Interprocess messaging - MSMQ, Service Broker,?


I'm in the planning stages of a .NET service which continually processes incoming messages, which involves various transformations, database inserts and updates, etc. As a whole, the service is huge and complicated, but the individual tasks it performs are small, simple, and well-defined.

For this reason, and in order to allow for easy expansion in future, I want to split the service into several smaller services which basically perform part of the processing before passing it onto the next service in the chain.

In order to achieve this, I need some kind of intermediary messaging system that will pass messages from one service to another. I want this to happen in such a way that if a link in the chain crashing or is taken offline briefly, the messages will begin to queue up and get processed once the destination comes back online.

I've always used message queuing for this type of thing, but have recently been made aware of SQL Service Broker which appears to do something similar.
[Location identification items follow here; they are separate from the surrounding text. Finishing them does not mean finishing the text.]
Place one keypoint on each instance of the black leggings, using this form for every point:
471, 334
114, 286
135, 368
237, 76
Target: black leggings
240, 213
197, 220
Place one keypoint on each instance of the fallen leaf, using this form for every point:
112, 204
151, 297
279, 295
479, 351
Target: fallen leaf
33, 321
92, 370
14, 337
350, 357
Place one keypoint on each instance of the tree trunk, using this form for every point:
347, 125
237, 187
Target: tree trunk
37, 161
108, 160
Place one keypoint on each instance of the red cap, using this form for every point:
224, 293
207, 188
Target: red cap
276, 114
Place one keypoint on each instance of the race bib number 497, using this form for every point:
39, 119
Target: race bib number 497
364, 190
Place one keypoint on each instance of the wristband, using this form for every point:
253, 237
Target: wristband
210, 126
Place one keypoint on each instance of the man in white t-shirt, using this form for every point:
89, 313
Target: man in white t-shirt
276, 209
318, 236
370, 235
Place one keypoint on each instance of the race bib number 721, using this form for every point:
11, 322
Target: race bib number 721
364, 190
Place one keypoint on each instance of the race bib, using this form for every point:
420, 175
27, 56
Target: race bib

Is SQLSB a viable alternative for this scenario and, if so, would I see any performance benefits by using that instead of standard Message Queuing?

Thanks


Solution

  • If most of these steps initiate from a database state and end up in a database update, then merging your message storage with your data storage makes a lot of sense:

    • a single product to backup/restore
    • consistent state backups
    • a single high-availability/disaster recoverability solution (DB mirroring, clustering, log shipping etc)
    • database scale storage (IO capabilities, size and capacity limitations etc as per the database product characteristics, not the limits of message store products).
    • a single product to tune, troubleshoot, administer

    In addition there are also serious performance considerations, as having your message store be the same as the data store means you are not required to do two-phase commit on every message interaction. Using a separate message store requires you to enroll the message store and the data store in a distributed transaction (even if is on the same machine) which requires two-phase commit and is much slower than the single-phase commit of database alone transactions.

    In addition using a message store in the database as opposed to an external one has advantages like queryability (run SELECT over the message queues).

    Now if we translate the abstract terms 'message store in the database as being Service Broker and 'non-database message store' as being MSMQ, you can see my point why SSB will run circles any time around MSMQ.